Dans l'enseignement initial, les disciplines ne valent pas par leur finalité directe mais par leur caractère formateur pour l'esprit. Ce que l'un apprend en faisant du latin ou du grec, l'autre le pourrait en s'initiant à la loi d'Ohm. Au lieu qu'aujourd'hui on prétend tout faire, mais on supprime de fait les langues anciennes pendant que le bilan de l'enseignement scientifique au collège est catastrophique. En proposant de recréer des filières technologiques dès le niveau de la 4e, Jean-Luc Mélenchon - dont l'action est bien critiquable dans d'autres domaines - a mis les pieds dans le plat et provoqué les cris d'orfraie des bien-pensants. Ce sont pourtant des propositions qui méritent l'attention. On remarquera que les champions de " l'élève au centre " et des " parcours diversifiés " s'obstinent au-delà de toute raison à faire entrer tout le monde dans le même moule. Montrons donc que les " jacobins uniformisateurs " savent mieux prendre en compte la diversité du réel… Enfin, nos découpages ancestraux ne sont pas forcément éternels. Si on pense qu'il faut repousser à la fin de la seconde les spécialisations pour le baccalauréat et donc les choix d'avenir les plus importants, mettons le brevet à la fin de la seconde et rajoutons une année pour la préparation du baccalauréat. Ce serait mettre en accord la règle avec les faits, puisque très nombreux sont les élèves qui effectuent la totalité du parcours secondaire en 8, 9 ou 10 ans. D'autres hypothèses peuvent être soumises à la réflexion. En gardant l'organisation actuelle du secondaire, on pourrait rétablir une année de propédeutique en faculté en vue de limiter l'échec massif de la première année de DEUG, échec qui tient largement à l'insuffisante préparation des élèves à des études universitaires spécialisées.

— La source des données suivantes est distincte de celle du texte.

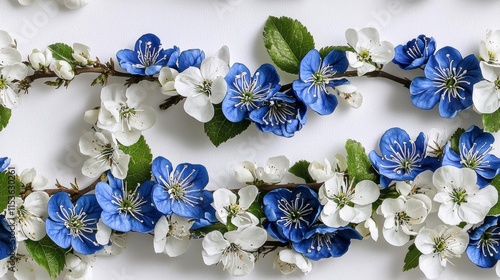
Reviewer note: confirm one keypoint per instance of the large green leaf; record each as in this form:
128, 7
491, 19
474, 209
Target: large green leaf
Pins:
47, 254
491, 122
219, 129
287, 41
5, 114
139, 167
359, 166
10, 186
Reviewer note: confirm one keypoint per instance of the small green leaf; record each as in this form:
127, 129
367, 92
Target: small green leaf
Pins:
10, 186
300, 169
5, 114
411, 258
62, 51
454, 140
139, 167
47, 254
326, 50
495, 210
219, 129
287, 41
359, 166
491, 122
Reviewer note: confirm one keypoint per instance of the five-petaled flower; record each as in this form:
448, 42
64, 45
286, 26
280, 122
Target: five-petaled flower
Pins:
448, 80
402, 158
148, 57
74, 225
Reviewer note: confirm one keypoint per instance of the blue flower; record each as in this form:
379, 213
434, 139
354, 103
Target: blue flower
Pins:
245, 93
124, 210
190, 58
282, 114
148, 57
4, 162
475, 153
181, 191
402, 158
322, 242
449, 80
290, 214
74, 225
7, 239
484, 245
415, 53
316, 75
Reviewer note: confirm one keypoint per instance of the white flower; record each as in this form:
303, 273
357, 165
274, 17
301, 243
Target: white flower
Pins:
486, 93
227, 205
34, 180
81, 53
438, 246
122, 113
234, 250
489, 49
172, 236
436, 140
403, 218
320, 172
287, 261
272, 173
30, 215
369, 53
345, 203
203, 87
8, 89
104, 155
63, 69
461, 198
78, 267
167, 81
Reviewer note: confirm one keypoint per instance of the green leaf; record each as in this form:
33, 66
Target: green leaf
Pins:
219, 129
287, 41
47, 254
62, 51
326, 50
139, 167
10, 186
491, 122
5, 114
495, 210
411, 258
359, 166
454, 140
300, 169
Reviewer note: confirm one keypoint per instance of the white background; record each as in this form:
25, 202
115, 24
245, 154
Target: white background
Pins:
44, 130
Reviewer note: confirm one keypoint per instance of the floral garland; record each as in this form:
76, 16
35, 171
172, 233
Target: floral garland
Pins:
405, 182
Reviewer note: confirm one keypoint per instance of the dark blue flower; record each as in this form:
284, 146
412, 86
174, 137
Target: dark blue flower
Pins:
281, 114
484, 244
448, 80
124, 210
415, 53
316, 75
181, 191
7, 239
402, 158
74, 225
290, 214
4, 162
475, 153
190, 58
245, 93
322, 242
148, 57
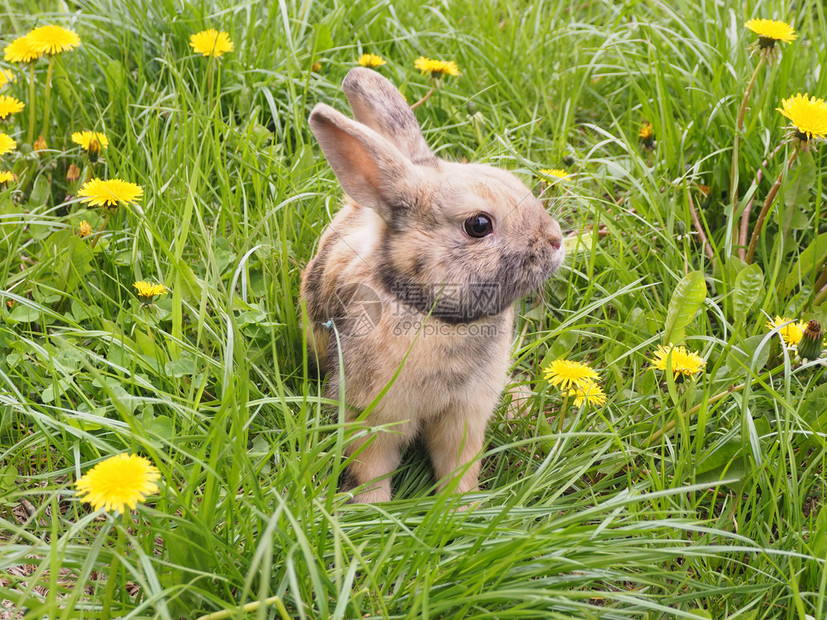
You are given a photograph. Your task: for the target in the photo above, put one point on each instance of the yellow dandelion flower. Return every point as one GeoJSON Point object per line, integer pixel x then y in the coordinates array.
{"type": "Point", "coordinates": [566, 373]}
{"type": "Point", "coordinates": [807, 114]}
{"type": "Point", "coordinates": [53, 39]}
{"type": "Point", "coordinates": [20, 50]}
{"type": "Point", "coordinates": [9, 105]}
{"type": "Point", "coordinates": [6, 77]}
{"type": "Point", "coordinates": [211, 43]}
{"type": "Point", "coordinates": [792, 333]}
{"type": "Point", "coordinates": [7, 143]}
{"type": "Point", "coordinates": [769, 31]}
{"type": "Point", "coordinates": [148, 291]}
{"type": "Point", "coordinates": [371, 61]}
{"type": "Point", "coordinates": [587, 392]}
{"type": "Point", "coordinates": [436, 68]}
{"type": "Point", "coordinates": [684, 362]}
{"type": "Point", "coordinates": [98, 192]}
{"type": "Point", "coordinates": [119, 482]}
{"type": "Point", "coordinates": [554, 172]}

(3) Rétablir les disciplines
Il ne s'agit pas de mettre en cause la nécessité d'améliorer les techniques pédagogiques. Les enseignants n'ont pas attendus les discours tonitruants des " réformateurs modernistes " pour s'interroger sur leur pédagogie. Mais il faut affirmer bien fort que les " réformes " imposées au cours des dernières années, notamment les réformes Allègre au lycée ou les " parcours diversifiés " au collège, conduisent directement à la destruction de la transmission du savoir. L'introduction de disciplines aux contours indéfinis comme l'ECJS ou de pratiques comme les TPE se fait au nom de l'idéologie " libertaire " de la pédagogie " moderniste " : l'élève trouve en lui-même son propre savoir et s'il échoue c'est essentiellement parce que les professeurs l'empêchent de s'exprimer. Sous couvert de " mettre l'élève au centre ", il s'agit de l'enfermer dans ses propres préoccupations, de faire de sa subjectivité le critère ultime de tout jugement, de désapprendre ce qu'est la recherche de l'objectivité.

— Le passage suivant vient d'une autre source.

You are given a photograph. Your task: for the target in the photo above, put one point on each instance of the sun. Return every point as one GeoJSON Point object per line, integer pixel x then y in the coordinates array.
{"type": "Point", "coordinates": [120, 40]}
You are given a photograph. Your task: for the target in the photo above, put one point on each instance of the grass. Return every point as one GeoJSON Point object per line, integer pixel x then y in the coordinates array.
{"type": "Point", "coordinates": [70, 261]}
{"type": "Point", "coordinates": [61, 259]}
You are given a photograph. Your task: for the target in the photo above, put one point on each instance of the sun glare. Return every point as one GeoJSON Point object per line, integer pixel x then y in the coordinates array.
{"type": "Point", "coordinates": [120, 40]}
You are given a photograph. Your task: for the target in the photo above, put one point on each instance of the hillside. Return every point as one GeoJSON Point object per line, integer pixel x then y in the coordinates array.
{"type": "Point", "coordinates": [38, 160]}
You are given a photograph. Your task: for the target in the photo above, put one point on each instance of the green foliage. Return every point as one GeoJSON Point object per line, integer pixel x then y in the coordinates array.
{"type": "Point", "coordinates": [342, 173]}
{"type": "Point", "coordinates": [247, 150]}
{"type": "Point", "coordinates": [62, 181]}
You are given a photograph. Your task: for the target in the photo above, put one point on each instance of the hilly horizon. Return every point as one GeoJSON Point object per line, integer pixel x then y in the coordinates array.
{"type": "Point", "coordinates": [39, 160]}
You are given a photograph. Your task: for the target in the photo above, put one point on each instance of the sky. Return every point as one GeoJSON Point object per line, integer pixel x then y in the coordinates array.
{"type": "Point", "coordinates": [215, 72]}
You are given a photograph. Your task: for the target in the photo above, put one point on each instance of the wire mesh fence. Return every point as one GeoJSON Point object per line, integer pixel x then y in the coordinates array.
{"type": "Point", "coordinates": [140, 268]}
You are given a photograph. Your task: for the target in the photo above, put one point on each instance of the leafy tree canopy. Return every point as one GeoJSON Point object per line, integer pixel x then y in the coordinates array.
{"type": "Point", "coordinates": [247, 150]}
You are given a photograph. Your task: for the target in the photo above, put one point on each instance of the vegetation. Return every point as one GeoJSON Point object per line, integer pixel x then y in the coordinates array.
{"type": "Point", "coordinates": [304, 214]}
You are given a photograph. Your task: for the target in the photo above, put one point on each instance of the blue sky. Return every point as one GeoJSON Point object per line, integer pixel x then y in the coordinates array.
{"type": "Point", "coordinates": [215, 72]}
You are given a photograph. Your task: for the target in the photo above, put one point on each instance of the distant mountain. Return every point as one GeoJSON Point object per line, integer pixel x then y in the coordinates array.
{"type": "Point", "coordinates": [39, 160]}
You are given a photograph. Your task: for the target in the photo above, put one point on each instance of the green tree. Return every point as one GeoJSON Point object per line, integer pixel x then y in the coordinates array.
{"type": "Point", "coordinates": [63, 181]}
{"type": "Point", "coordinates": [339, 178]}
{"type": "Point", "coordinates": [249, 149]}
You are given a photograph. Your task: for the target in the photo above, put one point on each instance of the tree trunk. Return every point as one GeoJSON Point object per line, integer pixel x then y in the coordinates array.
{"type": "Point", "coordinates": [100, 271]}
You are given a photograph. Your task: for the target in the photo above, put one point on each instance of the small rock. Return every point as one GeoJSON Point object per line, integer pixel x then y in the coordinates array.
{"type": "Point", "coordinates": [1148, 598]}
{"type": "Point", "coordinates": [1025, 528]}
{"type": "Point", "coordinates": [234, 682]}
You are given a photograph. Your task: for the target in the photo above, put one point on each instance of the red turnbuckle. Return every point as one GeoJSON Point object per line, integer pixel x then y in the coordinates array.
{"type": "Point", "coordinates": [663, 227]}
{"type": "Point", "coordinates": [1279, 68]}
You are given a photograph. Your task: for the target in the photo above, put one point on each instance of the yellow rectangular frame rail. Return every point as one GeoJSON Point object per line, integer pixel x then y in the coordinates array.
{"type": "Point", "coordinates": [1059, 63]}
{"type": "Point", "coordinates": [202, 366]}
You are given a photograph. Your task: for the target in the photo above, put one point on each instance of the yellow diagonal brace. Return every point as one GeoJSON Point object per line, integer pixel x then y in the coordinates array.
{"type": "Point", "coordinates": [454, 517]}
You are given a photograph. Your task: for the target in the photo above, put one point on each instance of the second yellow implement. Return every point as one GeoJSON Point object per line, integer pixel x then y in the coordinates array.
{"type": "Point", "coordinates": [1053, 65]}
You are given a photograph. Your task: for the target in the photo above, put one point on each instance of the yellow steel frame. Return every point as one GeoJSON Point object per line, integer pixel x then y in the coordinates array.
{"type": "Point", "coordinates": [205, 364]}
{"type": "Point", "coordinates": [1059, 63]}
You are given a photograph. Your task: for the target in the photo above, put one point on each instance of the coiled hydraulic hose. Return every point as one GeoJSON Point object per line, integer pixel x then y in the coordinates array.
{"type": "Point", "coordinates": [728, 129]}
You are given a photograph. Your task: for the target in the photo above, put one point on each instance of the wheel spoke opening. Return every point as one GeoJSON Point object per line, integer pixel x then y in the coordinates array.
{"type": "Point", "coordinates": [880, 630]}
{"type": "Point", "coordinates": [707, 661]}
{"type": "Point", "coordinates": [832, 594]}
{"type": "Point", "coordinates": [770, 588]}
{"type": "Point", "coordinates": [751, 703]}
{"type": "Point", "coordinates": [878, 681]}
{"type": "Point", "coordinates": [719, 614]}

On commence à voir les effets ravageurs de ces lubies sur les élèves des séries scientifiques, ce qui signifie bien que le mal est maintenant profond. Pour les deux dernières années du cycle terminal on a vu proliférer les options, chaque élève pouvant faire son " petit marché " dans la gamme des " produits " offerts par l'éducation nationale. Les effets délétères de ces propositions qui flattent le consumérisme scolaire sont déjà bien connus : dislocation des classes, emplois du temps infaisables, dispersion des efforts des élèves, transformation du baccalauréat en une interminable épreuve qui conduit de fait à vider les lycées dès la fin mai … et, du même coup, développement des arguments pour en finir avec le bac. Parallèlement, se développe une idéologie selon laquelle le professeur n'a pas à être compétent dans sa discipline mais seulement compétent en pédagogie - c'est sur ce critère que se fonde le recrutement des IUFM et la priorité donnée aux licenciés en " sciences de l'éducation ". On pourrait rappeler ce mot d'Alain : " Si les pédagogues ne sont pas détournés vers d'autres proies, il arrivera que les instituteurs sauront beaucoup de choses et les écoliers ne sauront plus rien. " L'expérience montre au contraire que les professeurs qui ont le plus de mal à enseigner sont ceux qui dominent moins bien leur propre discipline. L'autorité du professeur, ce n'est rien d'autre que l'autorité que confère la parole légitime et celle-ci ne peut provenir que de la possession d'un savoir rationnel validé.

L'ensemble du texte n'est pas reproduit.